Installing PCIe WiFi Card on Desktops
Prepare the PCIe Slot
- Turn off the PC and disconnect the power cable.
- Remove the side panel. Depending on the case, you may be able to swing the door open, unscrew the panel, or slide it off.
- Locate the PCIe x1 slot. You can use other free PCIe slots if you want but most people need those for other expansion cards like GPUs.
If there’s another card already installed, you’ll have to remove it first.
- Unlock the PCIe slot’s latch (if present).
- Remove the screw holding the card in place.
- If there’s an extension cord connecting the card to the motherboard, unplug it.
- Gently pull the card straight out of the PCIe slot.
Install the WiFi Card
- If there’s a metal bracket adjacent to the PCIe slot you’re about to use, remove it. Some covers can unscrewed, while others need to be permanently popped off with a bit of force.
- Align the WiFi card so that the PCIe connector aligns with the PCIe slot and the antenna connectors pop out of the case.
- Gently push the card straight into the slot.
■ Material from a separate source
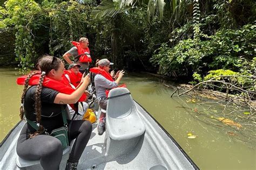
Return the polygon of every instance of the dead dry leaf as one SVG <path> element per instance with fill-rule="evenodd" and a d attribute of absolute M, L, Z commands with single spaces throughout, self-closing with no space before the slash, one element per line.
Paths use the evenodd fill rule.
<path fill-rule="evenodd" d="M 224 117 L 218 117 L 217 119 L 221 122 L 222 123 L 226 124 L 227 125 L 230 125 L 230 126 L 234 126 L 237 127 L 237 128 L 239 129 L 241 127 L 242 127 L 242 125 L 240 125 L 240 124 L 234 122 L 233 121 L 230 120 L 228 118 L 224 118 Z"/>
<path fill-rule="evenodd" d="M 194 139 L 197 137 L 198 136 L 196 136 L 196 135 L 191 135 L 191 136 L 188 136 L 187 138 L 190 139 Z"/>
If the slot has a latch, it should automatically lock when the card is all the way in.
- Install the screw to properly hold the card in place.
- If the card also has an extension cord for the Bluetooth module, connect one end to the card. Then, connect the other end to the USB header on the motherboard.
- Finally, align the antennas to the connectors and turn them in a clockwise direction to connect them.
Install WiFi Driver
If you have an existing internet connection (like Ethernet), Windows may detect the new WiFi card and automatically install drivers for it.
Otherwise, you’ll need to manually install the drivers. To do this,
- Download the driver files from the official source.
- Then, launch the setup wizard.
If required, use another device with internet access for this. Or, share your phone’s connection through tethering. Once you install the drivers, your WiFi card should be functional.
Installing a M.2 WiFi Card on Desktops
If your board has an M.2 slot with E and A keying notches, all you need to do is slide the module into the slot. Remember to do this while the system is powered off.
Finally, it’s also possible to replace the module on motherboards with built-in WiFi support. To do this,
- Locate the WiFi module on the I/O panel. It should be vertically mounted.
- Flip the motherboard around. You’ll find the screws holding the module in place directly on the opposite side.
- Once you remove these screws, the module should pop out easily.
- Connect the new module to the same M.2 slot. Then, turn the board around and properly screw it in place.
Note: After physically installing the module, install the appropriate drivers with steps from the Install WiFi Driver section.
Installing a USB WiFi Adapter
How to Replace a Laptop’s WiFi Card
Some laptops have WiFi cards directly soldered to the motherboard. In such cases, you’re out of luck.
But if the WiFi module is a removable one, you can follow these steps to replace it:
- Check your owner’s manual for the steps to remove the back cover (as it differs from laptop to laptop). But generally, you remove the screws and the battery (if required). Then, you pry open the back cover.
- Locate the old WiFi card on the laptop’s motherboard.
- Note which colored antenna wire is attached to which points on the WiFi card. They should be numbered or color-coded.
- Use a tweezer or your fingers to gently detach the wires. They should come off with very little effort.
- Remove the screw holding the card in place.
- Now, pull the card out of the M.2 slot.
- Now, reverse the steps to install the new WiFi card. First, install it into the M.2 slot.
- Then, screw it in place and attach the wires. The wires should connect pretty easily.
- Put the cover back on and install all the screws properly.
- Finally, turn on your laptop. Use the steps from the Install WiFi Driver section to get your new WiFi card working.